To achieve diversity in all college activities, functions, and recognitions (such as advisory boards, guest speakers, distinguished alumni, preceptors) and encourage multiculturalism in college activities and functions.
To achieve a college environment that is recognized as welcoming and supportive of diversity.
To educate our faculty, staff, and students about diverse populations in order to better work with and serve such populations.
To continue to maintain a strong consideration of diversity on the South Carolina College of Pharmacy campuses.
Diversity of the SCCP faculty, staff, and student body is essential to developing a welcoming and inclusive environment and to our goal of becoming a top college of pharmacy1. It is also an expectation of the people who we serve. Diversity refers not only to race and ethnicity, but also to gender, religion, age, and many other factors. A diverse college creates new ideas and perspectives, and pharmacy graduates who can better serve the populace of South Carolina. The SCCP faculty, staff, and students recognize the value of diversity among its members.
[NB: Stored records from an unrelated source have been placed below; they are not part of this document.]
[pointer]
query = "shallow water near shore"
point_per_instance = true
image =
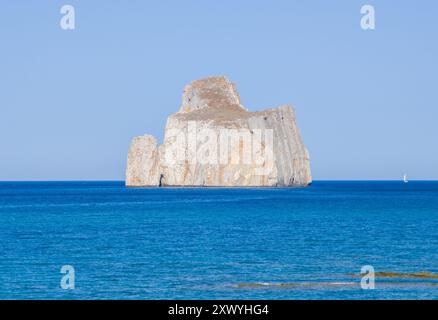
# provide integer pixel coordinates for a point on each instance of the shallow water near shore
(218, 243)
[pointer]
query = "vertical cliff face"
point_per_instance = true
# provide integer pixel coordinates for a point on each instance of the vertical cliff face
(214, 141)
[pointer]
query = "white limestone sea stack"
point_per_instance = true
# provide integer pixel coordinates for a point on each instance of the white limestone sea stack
(213, 141)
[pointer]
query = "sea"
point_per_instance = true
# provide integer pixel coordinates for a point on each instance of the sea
(331, 240)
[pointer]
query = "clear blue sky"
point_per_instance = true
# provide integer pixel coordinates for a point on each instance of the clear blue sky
(70, 101)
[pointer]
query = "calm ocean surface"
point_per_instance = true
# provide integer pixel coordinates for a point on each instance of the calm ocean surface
(214, 243)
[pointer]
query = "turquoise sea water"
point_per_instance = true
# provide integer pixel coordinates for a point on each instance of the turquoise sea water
(215, 243)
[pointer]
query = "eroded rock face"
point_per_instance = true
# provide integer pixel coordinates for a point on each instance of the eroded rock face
(214, 141)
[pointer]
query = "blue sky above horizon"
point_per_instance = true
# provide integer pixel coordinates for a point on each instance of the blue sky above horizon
(70, 101)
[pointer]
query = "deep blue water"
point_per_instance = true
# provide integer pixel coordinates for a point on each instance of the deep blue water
(215, 243)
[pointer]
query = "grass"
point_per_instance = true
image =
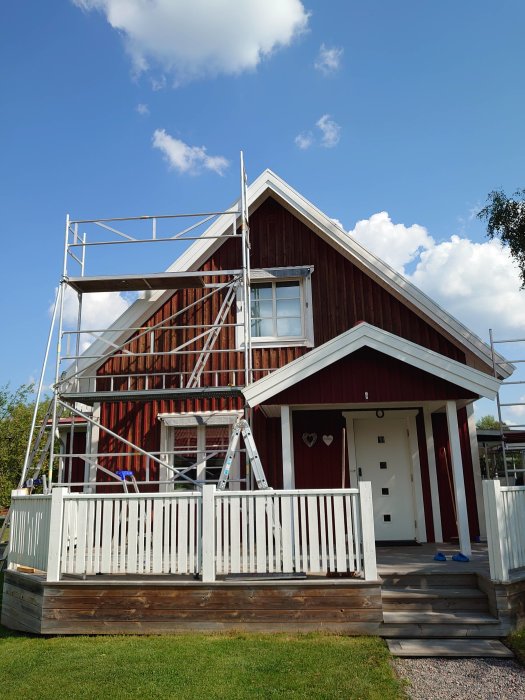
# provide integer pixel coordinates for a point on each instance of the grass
(197, 666)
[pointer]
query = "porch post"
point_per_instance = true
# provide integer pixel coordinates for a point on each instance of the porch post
(208, 533)
(476, 468)
(56, 523)
(367, 531)
(432, 472)
(91, 468)
(350, 442)
(421, 527)
(164, 449)
(459, 483)
(287, 448)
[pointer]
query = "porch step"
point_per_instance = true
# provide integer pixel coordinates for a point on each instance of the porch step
(439, 618)
(430, 579)
(431, 605)
(434, 599)
(449, 647)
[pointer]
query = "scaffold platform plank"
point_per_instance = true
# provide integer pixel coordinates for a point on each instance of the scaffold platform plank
(89, 398)
(135, 283)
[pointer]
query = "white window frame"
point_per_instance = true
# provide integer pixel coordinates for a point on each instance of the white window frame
(303, 275)
(171, 421)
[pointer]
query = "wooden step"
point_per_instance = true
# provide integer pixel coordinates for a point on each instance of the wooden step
(434, 599)
(449, 647)
(453, 617)
(447, 631)
(430, 579)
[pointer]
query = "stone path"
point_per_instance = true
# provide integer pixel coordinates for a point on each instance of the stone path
(462, 679)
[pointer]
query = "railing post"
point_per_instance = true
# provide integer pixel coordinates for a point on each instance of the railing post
(56, 520)
(366, 509)
(496, 530)
(208, 533)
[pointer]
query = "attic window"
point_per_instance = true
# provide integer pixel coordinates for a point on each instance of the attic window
(280, 308)
(277, 310)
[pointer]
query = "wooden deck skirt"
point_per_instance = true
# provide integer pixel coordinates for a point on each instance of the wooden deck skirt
(164, 606)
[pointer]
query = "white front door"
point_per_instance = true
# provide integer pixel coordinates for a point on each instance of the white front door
(383, 458)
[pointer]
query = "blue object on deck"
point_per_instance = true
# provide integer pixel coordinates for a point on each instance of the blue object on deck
(460, 557)
(122, 474)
Our universities actively promote and encourage diversity and have organized efforts to promote diversity. It is important for the college to demonstrate its commitment as well. Achieving greater diversity in the college will require concerted efforts of faculty (including administration), staff, and students.
 The definition of diversity used by the College is:
A situation that includes representation of multiple (ideally all) groups within a prescribed environment, such s a university or a workplace. This word most commonly refers to differences between cultural groups, although it is also used to describe differences within cultural groups, e.g. diversity within the Asian-American culture includes Korean Americans and Japanese Americans. An emphasis on accepting and respecting cultural differences by recognizing that no one culture is intrinsically superior to another underlies the current usage of the term.